At least one estimate suggests that HP's PC business is worth $8 billion. We're not sure if that figure is accurate, but we can assure you it wouldn't fetch chump change. As a side note, Shaw Wu, the Sterne Agee analyst who offered that price, also concluded that Samsung was the most likely buyer as it's been trying to build a PC business since the 90s.
DigiTimes' analysis was followed by a second report yesterday that claimed Samsung recently contacted Taiwanese notebook makers Pegatron Technology, Quanta Computer, and Compal Electronics to evaluate the possibility of outsourcing notebook orders. DigiTimes' sources believe that inquiry highlights Samsung's interest in expanding its footprint.
All of Samsung's notebooks are assembled at its Chinese facilties, but if it undertook HP's operations, it would require some outside help and Taiwan's notebook production efficiency is "unmatched." Quanta chimed in to say that Samsung would have a difficult time producing 50-60 million laptops annually (Samsung moves over 10 million while HP ships 40 million).

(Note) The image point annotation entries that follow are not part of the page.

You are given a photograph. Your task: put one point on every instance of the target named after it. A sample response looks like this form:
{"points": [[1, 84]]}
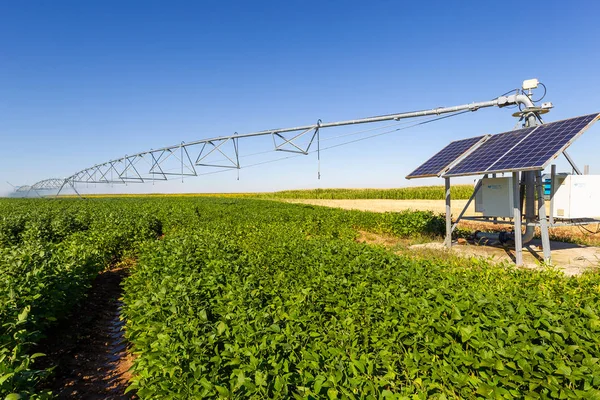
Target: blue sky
{"points": [[82, 82]]}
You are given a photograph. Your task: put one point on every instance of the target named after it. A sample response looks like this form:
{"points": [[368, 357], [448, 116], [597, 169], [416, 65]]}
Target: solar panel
{"points": [[547, 141], [480, 160], [523, 149], [445, 157]]}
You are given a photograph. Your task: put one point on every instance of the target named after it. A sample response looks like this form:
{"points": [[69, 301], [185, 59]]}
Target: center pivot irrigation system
{"points": [[523, 153]]}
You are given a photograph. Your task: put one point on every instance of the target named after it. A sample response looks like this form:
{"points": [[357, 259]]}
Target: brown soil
{"points": [[573, 259], [377, 239], [88, 349]]}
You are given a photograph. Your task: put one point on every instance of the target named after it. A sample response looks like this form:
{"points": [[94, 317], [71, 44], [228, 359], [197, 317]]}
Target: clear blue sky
{"points": [[82, 82]]}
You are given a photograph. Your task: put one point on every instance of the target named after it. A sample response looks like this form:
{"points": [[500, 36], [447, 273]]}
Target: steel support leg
{"points": [[543, 221], [517, 219], [464, 210], [448, 241]]}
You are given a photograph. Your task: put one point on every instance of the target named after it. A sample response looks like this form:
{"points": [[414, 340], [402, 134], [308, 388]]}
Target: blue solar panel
{"points": [[436, 164], [547, 141], [523, 149], [489, 152]]}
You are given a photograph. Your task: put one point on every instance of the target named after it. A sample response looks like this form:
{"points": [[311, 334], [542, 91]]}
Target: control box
{"points": [[495, 197], [577, 196]]}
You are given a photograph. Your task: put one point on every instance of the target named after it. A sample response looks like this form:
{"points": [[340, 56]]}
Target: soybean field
{"points": [[239, 298]]}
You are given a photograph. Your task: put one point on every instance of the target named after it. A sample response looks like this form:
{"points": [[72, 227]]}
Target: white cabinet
{"points": [[577, 196], [495, 197]]}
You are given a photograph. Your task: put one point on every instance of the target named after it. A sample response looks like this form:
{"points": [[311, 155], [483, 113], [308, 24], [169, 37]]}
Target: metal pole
{"points": [[552, 191], [517, 219], [543, 221], [448, 241]]}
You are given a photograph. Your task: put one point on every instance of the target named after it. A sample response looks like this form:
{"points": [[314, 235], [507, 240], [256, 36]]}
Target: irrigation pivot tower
{"points": [[185, 159]]}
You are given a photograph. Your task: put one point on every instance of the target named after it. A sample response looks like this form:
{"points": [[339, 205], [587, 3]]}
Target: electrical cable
{"points": [[544, 95], [582, 228]]}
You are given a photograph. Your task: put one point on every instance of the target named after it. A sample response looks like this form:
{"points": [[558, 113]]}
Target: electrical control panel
{"points": [[576, 196], [495, 197]]}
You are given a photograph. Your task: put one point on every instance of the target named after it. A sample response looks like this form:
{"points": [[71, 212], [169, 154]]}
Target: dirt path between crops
{"points": [[573, 259], [89, 349]]}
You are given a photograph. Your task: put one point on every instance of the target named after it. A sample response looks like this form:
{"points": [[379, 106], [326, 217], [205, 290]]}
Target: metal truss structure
{"points": [[45, 185], [184, 159]]}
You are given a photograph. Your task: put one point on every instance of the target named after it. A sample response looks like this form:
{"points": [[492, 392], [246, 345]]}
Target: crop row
{"points": [[245, 300], [48, 258]]}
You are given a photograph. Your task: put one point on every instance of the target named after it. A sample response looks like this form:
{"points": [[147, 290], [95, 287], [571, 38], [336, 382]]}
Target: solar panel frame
{"points": [[515, 157], [480, 160], [529, 155], [446, 157]]}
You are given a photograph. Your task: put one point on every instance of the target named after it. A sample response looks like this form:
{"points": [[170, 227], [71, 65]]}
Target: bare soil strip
{"points": [[88, 349]]}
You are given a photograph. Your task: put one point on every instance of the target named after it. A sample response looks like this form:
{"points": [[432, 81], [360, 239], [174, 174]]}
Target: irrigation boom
{"points": [[183, 159]]}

Samsung has responded to the market speculation today, claiming that it has "no intention of taking over [HP's] personal computer business." Furthermore, it's worth noting that HP hasn't exactly confirmed plans to exit the PC market yet. Invetec, another electronics maker, believes the company is simply extending a feeler and will respond accordingly.
Update: Samsung CEO Geosung Choi has responded to the rumors: "To put to rest any speculation on this issue, I would like to definitively state that Samsung Electronics will not acquire Hewlett-Packard's PC Business.
Hewlett-Packard is the global leader in the PC business with sales of 40 million units last year, while Samsung is an emerging player in the category and sold about 10 million units in 2010. Based on the significant disparity in scale with Samsung's own PC business and the complete lack of synergies, it would be both infeasible and imprudent to even consider such an acquisition."